Embracing the Storm
When the PLC picks out what subjects to blog on, we sit down together and have a massive brainstorming session, dreaming up topics for two or three months in a go. So, as time goes by, sometimes the week’s topic becomes a bit of a surprise. I’ve no idea what my original plan with the Five Senses was, but I’m really glad that it’s this week’s subject. Because I wrote a snowstorm yesterday, and I know I didn’t do all that well with it. And now I have an opportunity to fix my mistakes. Because there’s a place I can go where it’s always snowing.
Lemme explain. I live in Phoenix, which is a valley surrounded by mountains in the middle of the desert. The mountains like to block weather of any sort other than dry/hot. So it’s actually been a couple years since I’ve even seen snow, let alone weathered a storm. But I grew up in a suburb of Grand Rapids, MI, half an hour’s drive away from the lake.
I remember snow.
I remember inhaling clean, electric-tasting air so cold it cut my lungs; if there was wind it would rip tears from my eyes. I remember snotty noses, stinging red cheeks, dead toes and tingling thighs, wet, rumpled hair. I remember the nothing taste of snow, the empty sky of it on my tongue. And I remember all the different ways the snow would fall; from fat, wet flakes that rained down gently and thickly at once, to miserable dry powder that squeaked underfoot, to punishing ice and hail that coated the world in glittering rime. Black ice, we called it, and God help you if you tried to walk on it in dress shoes.

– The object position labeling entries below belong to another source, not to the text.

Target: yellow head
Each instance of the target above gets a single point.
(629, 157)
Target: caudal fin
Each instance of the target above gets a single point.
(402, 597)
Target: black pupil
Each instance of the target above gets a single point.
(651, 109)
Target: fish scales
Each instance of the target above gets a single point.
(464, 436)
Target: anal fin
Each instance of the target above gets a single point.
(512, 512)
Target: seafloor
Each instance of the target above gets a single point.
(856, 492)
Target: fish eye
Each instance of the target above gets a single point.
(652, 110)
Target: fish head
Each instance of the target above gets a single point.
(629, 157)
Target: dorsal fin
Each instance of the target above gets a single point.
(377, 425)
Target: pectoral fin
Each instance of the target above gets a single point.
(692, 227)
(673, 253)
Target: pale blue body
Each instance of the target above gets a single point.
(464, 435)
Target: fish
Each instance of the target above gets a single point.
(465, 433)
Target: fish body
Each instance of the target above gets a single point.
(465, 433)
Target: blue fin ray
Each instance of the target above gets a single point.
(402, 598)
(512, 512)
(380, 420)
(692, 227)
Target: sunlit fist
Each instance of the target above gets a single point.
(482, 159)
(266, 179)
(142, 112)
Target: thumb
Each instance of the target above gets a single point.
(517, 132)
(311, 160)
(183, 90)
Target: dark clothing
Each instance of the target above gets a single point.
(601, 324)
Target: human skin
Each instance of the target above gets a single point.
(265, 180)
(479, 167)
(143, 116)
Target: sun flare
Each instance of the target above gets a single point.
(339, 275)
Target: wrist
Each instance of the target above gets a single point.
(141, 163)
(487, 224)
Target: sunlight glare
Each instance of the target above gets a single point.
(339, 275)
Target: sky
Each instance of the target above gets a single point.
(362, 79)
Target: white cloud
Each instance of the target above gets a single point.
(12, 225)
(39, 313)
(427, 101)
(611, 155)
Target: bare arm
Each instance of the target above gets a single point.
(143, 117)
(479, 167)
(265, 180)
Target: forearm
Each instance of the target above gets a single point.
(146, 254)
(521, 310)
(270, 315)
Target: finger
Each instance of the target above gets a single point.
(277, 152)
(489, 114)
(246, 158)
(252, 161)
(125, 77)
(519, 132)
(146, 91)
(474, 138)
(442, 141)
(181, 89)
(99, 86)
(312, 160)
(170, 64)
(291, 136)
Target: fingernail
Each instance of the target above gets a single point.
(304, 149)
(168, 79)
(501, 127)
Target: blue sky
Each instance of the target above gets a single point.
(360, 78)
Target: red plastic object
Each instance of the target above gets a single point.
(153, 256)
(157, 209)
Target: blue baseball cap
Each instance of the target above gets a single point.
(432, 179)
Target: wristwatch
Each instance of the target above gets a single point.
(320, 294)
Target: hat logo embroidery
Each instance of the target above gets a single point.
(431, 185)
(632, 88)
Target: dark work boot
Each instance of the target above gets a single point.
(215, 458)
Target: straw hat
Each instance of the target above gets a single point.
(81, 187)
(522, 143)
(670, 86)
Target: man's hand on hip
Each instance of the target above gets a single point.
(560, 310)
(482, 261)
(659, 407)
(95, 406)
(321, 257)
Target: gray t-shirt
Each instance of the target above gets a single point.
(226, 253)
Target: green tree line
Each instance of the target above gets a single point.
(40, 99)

When the snow fell, it muffled the world. The mailbox became a white hump at the end of the driveway. Tree branches bent, sometimes broke, under the weight. Voices did not carry. Only the wind.
And most of all, I remember the fierce, triumphant, fearful feeling I would get when the snow descended in the blank fury of the white-out storm. Fierce and triumphant because I defied it, creeping blind at 3 miles an hour down the highway, gale winds rocking my Chevy back and forth; fearful because it still could kill me, especially in those dark, pre-cellphone ages.
Impossible to be unaware of one’s mortality when every breath you took made you ache inside. But, that was winter. You couldn’t cringe away from that sharp, biting air; you needed to embrace the pain, breathe it deep, and it would ease, if not disappear.
Those are just a few of my memories of snow. I’ve talked about the smell and taste, how it physically felt, and how it transformed the world it touched, from sight to sound. Now that I’m warm to the subject, I could write pages more about it. I’m going to go back to that scene I wrote yesterday and rip out all the clichés and write my memories instead. Because, as it turns out, my heart is full of snow.
Your heart is also full of memories, rich with sensory detail. Mine them, and make your fiction just as real.